Kate allowed herself a very prim smile in return, but now she was coming to the point her stomach was starting to churn again.
‘It’s a little radical.’ Perspiration prickled her back. ‘In fact it will take a bit of a leap of faith on both our parts.’
‘Now I am thoroughly intrigued. Take a deep breath and spit it out.’
‘Very well. What I’m proposing resolves both
our dilemmas—your desire to live abroad unencumbered by responsibility, and my desire to live here with Papa while he is still with me. It would provide me with the natural authority to make whatever significant decisions need to be made without referring to you, including financial ones. It would allow me not only to maintain your lands but to improve them, and to restore the house and gardens too, while you’d have nothing to do save return to your life in darkest Africa, or wherever it is. And then when the time came, you could make the lands over to your nephew and I could—well, I don’t know what I’d do, but we can worry about that when the time comes. What do you think?’
‘To be honest, I think it sounds too good to be true. And when something sounds too good to be true, it is my experience that it usually is.’
Kate shuffled her feet under the desk. She picked up the polished stone, turning it over in her hands as Daniel had done. It was elliptical in shape, smooth and not quite flat, and had a very soothing effect. ‘Is this turquoise?’
‘Yes, it is, Miss Wilson.’
He held out his hand. Embarrassed, she surrendered it. ‘Kate. You may as well call me Kate, since—if we are to—and after all I’m already calling you Daniel.’
‘You’ve come this far without equivocating. Don’t falter now. What is your devilishly clever plan, Kate, and what is the catch? For there must be one.’
‘I suppose you might say I am.’
‘You really have lost me now.’
She took a deep breath. ‘I think we should get married.’

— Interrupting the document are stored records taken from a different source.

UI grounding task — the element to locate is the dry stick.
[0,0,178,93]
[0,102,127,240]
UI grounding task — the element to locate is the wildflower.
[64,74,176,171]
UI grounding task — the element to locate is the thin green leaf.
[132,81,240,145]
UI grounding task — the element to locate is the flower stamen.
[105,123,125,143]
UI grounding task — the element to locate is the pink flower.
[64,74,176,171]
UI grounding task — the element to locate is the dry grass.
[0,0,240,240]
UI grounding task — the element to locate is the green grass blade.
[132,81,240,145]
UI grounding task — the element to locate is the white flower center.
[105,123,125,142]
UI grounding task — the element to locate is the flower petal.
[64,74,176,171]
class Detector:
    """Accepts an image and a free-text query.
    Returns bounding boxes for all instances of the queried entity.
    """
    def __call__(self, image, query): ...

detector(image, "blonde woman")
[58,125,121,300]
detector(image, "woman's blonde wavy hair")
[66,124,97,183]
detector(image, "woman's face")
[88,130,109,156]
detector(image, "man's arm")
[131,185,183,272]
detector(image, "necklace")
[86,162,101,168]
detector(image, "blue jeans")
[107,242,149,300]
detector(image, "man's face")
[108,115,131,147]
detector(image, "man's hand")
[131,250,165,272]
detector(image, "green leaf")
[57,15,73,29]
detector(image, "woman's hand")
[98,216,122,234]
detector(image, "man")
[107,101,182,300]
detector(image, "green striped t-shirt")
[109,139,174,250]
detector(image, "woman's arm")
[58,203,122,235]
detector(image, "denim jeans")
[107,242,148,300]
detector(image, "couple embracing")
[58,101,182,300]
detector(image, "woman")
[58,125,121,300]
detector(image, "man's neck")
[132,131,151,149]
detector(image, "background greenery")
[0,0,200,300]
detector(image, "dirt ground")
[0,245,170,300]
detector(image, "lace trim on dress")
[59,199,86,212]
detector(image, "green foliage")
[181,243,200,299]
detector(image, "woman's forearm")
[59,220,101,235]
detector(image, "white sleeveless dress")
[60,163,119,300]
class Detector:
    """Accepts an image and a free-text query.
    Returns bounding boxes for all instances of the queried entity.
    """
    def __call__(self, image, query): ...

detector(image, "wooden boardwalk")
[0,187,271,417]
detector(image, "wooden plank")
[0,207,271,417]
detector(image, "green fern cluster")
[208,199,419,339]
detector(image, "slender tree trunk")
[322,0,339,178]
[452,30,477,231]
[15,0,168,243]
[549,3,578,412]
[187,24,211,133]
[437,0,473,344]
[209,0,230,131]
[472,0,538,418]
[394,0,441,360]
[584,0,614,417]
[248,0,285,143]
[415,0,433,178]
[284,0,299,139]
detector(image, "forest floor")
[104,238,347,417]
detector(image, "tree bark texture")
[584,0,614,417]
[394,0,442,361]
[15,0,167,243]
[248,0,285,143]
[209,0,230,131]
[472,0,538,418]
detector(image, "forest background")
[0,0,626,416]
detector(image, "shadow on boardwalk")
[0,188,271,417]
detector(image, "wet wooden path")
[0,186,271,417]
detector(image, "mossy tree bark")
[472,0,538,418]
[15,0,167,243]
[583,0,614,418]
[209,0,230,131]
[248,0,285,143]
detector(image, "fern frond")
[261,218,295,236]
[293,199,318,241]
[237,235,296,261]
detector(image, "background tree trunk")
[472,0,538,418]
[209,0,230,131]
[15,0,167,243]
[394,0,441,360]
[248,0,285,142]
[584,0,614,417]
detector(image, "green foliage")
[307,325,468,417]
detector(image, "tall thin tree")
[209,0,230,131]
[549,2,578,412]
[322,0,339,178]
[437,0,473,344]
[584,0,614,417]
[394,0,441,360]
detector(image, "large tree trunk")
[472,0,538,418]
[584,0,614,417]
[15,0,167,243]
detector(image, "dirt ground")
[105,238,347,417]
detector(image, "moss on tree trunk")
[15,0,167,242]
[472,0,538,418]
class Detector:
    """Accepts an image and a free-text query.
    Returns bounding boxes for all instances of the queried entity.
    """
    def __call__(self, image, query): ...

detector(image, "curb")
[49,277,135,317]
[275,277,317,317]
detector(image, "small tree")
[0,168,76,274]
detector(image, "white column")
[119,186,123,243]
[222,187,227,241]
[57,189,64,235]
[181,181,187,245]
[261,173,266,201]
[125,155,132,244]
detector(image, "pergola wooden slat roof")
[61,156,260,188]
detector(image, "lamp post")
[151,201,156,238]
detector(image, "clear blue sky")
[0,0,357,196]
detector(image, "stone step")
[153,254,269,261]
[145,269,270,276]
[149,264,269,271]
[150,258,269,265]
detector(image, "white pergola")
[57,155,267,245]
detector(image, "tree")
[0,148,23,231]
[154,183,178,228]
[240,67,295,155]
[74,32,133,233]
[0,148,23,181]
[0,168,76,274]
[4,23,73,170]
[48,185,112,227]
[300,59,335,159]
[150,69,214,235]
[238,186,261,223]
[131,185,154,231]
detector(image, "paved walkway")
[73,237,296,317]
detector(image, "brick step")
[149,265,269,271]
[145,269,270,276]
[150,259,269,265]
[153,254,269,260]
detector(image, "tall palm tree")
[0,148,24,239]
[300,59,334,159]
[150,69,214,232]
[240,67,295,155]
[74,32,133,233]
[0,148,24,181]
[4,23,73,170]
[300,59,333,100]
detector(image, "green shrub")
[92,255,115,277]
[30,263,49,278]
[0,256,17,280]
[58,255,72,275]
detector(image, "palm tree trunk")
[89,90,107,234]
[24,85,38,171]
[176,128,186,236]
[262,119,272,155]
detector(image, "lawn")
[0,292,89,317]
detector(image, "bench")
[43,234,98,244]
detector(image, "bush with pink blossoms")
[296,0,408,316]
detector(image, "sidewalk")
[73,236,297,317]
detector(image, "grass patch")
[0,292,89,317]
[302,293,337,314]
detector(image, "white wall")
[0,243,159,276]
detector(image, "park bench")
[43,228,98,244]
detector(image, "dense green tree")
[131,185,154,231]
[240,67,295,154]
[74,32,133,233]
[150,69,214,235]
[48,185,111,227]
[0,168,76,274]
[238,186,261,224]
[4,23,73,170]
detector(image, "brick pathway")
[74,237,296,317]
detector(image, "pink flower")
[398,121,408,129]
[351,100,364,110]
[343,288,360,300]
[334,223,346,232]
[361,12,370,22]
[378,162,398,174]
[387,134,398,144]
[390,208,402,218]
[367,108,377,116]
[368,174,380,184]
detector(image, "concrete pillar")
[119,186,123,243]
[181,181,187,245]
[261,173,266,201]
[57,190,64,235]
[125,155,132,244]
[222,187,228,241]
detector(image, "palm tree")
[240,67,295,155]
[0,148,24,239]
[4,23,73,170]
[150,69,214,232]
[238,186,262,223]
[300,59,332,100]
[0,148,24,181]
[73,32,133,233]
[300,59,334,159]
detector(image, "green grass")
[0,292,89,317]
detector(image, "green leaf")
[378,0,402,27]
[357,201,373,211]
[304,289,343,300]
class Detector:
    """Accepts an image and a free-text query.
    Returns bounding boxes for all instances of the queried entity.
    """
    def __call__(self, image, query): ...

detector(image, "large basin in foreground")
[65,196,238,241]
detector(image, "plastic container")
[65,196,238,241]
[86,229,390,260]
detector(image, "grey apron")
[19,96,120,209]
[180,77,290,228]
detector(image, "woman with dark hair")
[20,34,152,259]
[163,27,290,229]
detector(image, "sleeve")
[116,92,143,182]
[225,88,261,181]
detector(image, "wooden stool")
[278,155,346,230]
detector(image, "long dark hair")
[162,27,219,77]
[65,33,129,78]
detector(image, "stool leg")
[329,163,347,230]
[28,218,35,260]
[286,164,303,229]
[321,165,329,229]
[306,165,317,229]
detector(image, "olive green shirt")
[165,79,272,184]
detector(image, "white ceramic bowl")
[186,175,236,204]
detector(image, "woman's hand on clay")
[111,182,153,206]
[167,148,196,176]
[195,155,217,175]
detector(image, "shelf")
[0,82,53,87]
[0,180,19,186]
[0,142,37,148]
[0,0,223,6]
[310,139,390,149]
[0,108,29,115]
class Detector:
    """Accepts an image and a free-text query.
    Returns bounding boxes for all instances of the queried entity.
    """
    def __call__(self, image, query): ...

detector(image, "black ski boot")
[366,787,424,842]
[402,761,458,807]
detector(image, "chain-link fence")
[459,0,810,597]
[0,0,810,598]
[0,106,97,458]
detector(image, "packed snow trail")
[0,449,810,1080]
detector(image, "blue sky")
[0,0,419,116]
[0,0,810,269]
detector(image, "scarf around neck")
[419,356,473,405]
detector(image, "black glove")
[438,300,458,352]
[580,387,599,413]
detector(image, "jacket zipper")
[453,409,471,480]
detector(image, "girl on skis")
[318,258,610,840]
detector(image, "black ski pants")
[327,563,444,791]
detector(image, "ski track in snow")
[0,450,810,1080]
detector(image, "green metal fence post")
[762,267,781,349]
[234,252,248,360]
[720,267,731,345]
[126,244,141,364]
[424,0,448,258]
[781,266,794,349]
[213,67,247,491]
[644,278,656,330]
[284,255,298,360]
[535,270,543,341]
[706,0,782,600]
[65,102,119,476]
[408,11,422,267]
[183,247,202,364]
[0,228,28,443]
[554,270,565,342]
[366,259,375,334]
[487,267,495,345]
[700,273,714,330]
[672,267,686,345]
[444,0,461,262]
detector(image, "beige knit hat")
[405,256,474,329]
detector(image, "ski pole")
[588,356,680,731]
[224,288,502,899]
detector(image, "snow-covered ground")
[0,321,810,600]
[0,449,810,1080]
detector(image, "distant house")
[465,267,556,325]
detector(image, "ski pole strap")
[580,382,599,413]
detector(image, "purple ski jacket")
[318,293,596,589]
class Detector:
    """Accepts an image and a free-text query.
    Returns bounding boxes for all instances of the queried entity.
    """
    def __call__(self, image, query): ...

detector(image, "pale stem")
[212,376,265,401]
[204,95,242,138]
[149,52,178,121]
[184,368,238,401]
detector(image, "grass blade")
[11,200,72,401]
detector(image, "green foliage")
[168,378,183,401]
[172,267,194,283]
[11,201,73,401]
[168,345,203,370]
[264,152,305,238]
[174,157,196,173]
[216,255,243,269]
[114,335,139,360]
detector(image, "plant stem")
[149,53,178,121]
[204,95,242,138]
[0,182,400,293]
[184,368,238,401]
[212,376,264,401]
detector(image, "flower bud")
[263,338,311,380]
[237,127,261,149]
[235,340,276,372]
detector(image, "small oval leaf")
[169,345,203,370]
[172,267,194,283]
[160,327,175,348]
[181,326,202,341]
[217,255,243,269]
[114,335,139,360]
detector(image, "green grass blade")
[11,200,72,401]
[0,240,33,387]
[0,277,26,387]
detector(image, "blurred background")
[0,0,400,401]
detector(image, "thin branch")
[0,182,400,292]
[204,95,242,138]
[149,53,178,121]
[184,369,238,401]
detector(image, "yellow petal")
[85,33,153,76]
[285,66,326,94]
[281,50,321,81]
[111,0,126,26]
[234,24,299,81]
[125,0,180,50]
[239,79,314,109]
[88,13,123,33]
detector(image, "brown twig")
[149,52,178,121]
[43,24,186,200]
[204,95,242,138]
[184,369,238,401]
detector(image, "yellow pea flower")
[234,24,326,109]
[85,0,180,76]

He looked as if he wasn’t sure whether to laugh or have her committed to a Bedlam. ‘Right! Anything else I should know?’
‘There is, as it happens,’ she said breezily. ‘In order to protect my father’s pride, I’m afraid it has to be your idea.’
Chapter One
Elmswood Manor, June 1831
With a heavy sigh, Kate pushed aside the letter she had been attempting to compose to Eloise. Her husband’s eldest niece, she had just learned, had given birth to a daughter. She had, it seemed, embraced motherhood with an enthusiasm that was staggering, considering that she had originally wed Alexander with no intentions of consummating the marriage, far less of conceiving a child. But Eloise’s marriage of convenience had turned into a true love match.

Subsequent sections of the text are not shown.